2024年06月27日 | 村上春樹を読む

 2019年のブログです

     *

 村上春樹 さんの『ねじまき鳥クロニクル』(第1部~第3部)(1998・新潮文庫)を再読しました。

 これもかなりの久しぶり。ところどころ記憶がありましたが、じっくりと味わいながら読んでみました。

 少し暗いですが、重厚な小説です。

 これまでは何となく暗いというイメージが残っていて、再読が遅くなってしまいました(村上さん、ごめんなさい)。

 しかし、いい小説です。

 あらすじはあえて書きませんが、邪悪なるものの存在とそれとの戦い、そして、こころ休まるもの、ということになるでしょうか。

 邪悪なるものは世の中に確かに存在するようです。

 しかも、人々のこころの中にも確かに存在します。

 それゆえに、それとの戦いはとても困難になります。

 外部の他者との戦いはなんとかできても、自己のこころの中の邪悪なるものとの戦いは非常にたいへんでしょう。

 つい妥協しがちになるかもしれません。

 それとの関連で、ここでも戦争の残酷さや悲惨さが出てきます。

 そして、外部状況としての戦争の残酷さだけでなく、普通の庶民が、戦場でいかに残酷な行為をしてしまうものか、村上さんはおそらく怒りもこめて描きます。

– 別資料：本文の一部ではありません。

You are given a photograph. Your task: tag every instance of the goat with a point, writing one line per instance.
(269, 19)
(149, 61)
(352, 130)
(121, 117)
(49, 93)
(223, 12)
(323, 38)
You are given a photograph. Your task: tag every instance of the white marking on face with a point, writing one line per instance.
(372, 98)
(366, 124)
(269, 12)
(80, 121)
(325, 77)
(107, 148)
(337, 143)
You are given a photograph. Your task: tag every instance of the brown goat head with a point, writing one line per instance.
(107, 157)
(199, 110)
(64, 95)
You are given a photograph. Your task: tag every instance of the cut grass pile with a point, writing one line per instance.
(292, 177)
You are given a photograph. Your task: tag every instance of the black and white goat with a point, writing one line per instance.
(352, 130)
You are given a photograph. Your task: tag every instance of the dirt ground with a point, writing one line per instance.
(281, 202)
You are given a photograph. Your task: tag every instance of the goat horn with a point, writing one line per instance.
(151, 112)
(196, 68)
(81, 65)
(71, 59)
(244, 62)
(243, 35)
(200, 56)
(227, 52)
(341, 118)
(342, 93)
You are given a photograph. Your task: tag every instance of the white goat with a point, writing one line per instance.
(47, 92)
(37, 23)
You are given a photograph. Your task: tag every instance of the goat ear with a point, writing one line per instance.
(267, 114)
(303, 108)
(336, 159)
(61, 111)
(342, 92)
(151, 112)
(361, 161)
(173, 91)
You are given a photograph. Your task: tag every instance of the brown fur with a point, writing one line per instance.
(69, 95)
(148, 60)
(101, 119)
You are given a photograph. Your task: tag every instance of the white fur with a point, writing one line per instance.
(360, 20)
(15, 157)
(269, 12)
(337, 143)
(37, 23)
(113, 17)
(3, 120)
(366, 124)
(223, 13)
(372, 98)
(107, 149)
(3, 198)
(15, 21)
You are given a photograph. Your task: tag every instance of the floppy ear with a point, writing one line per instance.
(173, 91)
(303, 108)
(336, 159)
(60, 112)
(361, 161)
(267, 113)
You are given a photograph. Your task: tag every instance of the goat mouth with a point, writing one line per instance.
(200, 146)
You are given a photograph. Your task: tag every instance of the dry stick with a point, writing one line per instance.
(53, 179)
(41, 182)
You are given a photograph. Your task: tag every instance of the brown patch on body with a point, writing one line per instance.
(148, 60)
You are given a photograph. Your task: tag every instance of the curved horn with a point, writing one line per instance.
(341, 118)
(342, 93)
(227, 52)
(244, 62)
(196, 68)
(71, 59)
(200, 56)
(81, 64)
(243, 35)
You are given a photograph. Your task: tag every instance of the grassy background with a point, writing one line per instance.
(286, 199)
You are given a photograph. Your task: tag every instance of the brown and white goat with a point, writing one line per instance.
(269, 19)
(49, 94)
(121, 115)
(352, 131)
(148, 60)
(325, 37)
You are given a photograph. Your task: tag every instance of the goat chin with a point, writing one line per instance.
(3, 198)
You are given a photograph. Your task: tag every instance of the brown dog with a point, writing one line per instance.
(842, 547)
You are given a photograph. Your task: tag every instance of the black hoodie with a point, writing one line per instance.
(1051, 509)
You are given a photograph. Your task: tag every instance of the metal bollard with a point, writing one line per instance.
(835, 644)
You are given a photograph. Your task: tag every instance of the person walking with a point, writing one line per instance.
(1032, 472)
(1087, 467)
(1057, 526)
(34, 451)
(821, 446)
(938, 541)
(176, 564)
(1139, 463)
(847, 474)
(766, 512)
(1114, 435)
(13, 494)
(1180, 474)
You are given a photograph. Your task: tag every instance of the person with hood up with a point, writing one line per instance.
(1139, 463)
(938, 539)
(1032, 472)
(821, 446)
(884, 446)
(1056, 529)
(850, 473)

 村上さんの戦争への強い抗議と、それにもかかわらずに人々が意外と容易に戦争に賛成してしまう危うさをも描きます。

 そんな中で、笠原メイという少女の存在がこころ休まります。

 決して、いい子、ではないのですが、ものごとの本質を考え、見つめようとする存在で、いわゆるトリックスターの役割でしょうか。

 硬直したものをうち破り、遊びと創造に通じていきます。

 素直な考えがいかに大切かが描かれます。

 いい小説が読めて、幸せなひとときでした。      (2019.7 記)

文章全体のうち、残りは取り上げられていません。